The retrospective cohort study used an active-comparator, new-user design within the TriNetX US Collaborative Network. Adults with rheumatoid arthritis and T2DM who started GLP-1 RA therapy or DPP-4i therapy between 2016 and 2023 were included. The primary outcome was all-cause mortality. Secondary outcomes included major adverse cardiovascular events (MACE), major adverse kidney events (MAKE), and all-cause hospitalization. Hazard ratios (HRs) were estimated using Cox proportional hazards models after 1:1 propensity score matching.

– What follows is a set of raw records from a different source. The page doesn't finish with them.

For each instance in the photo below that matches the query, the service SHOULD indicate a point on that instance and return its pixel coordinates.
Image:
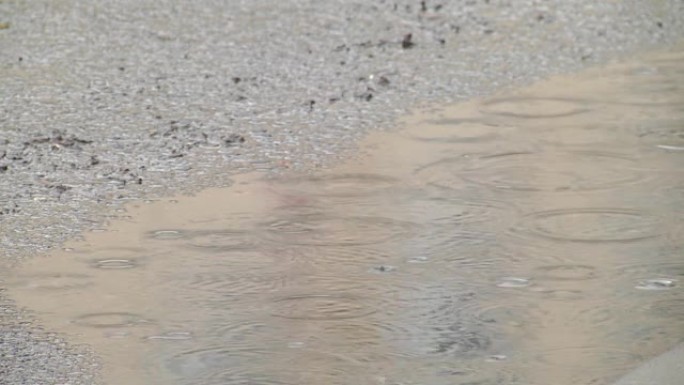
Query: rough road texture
(103, 102)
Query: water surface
(531, 238)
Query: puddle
(531, 238)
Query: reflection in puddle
(527, 239)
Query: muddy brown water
(534, 237)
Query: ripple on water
(115, 264)
(52, 281)
(220, 284)
(530, 107)
(590, 357)
(457, 131)
(341, 185)
(227, 365)
(591, 225)
(330, 258)
(669, 308)
(321, 307)
(220, 240)
(169, 234)
(646, 269)
(110, 320)
(656, 284)
(566, 272)
(536, 171)
(323, 230)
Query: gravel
(106, 102)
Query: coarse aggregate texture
(103, 102)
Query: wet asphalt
(105, 102)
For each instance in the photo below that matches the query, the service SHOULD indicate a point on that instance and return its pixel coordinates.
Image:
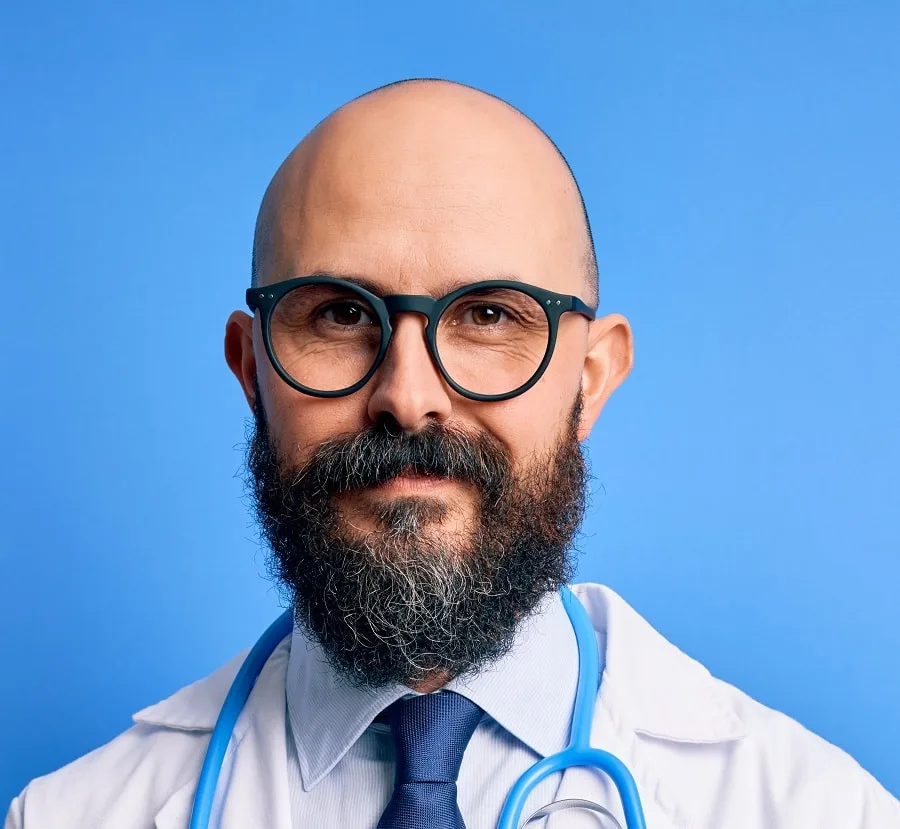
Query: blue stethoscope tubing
(577, 753)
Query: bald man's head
(438, 129)
(415, 522)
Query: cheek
(300, 423)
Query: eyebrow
(441, 290)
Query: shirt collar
(529, 692)
(648, 686)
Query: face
(396, 192)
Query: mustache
(379, 454)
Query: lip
(412, 483)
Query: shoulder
(120, 784)
(124, 783)
(705, 741)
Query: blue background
(740, 165)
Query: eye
(484, 314)
(347, 313)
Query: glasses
(490, 340)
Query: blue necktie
(431, 733)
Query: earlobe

After matching, 4,607 individuals were included in each treatment group and followed for up to four years. Use of GLP-1 RAs was associated with lower all-cause mortality compared with DPP-4i therapy (HR 0.68; 95% confidence interval [CI] 0.58-0.80). GLP-1 RA therapy was also associated with fewer MAKE (HR 0.89; 95% CI 0.82-0.97) and fewer hospitalizations (HR 0.92; 95% CI 0.86-0.98).

Rates of MACE were comparable between treatment groups (HR 0.96; 95% CI 0.89-1.04). Findings were consistent across prespecified subgroup analyses and sensitivity analyses. In this cohort, GLP-1 RA therapy was associated with lower mortality and fewer kidney events and hospitalizations than DPP-4i therapy.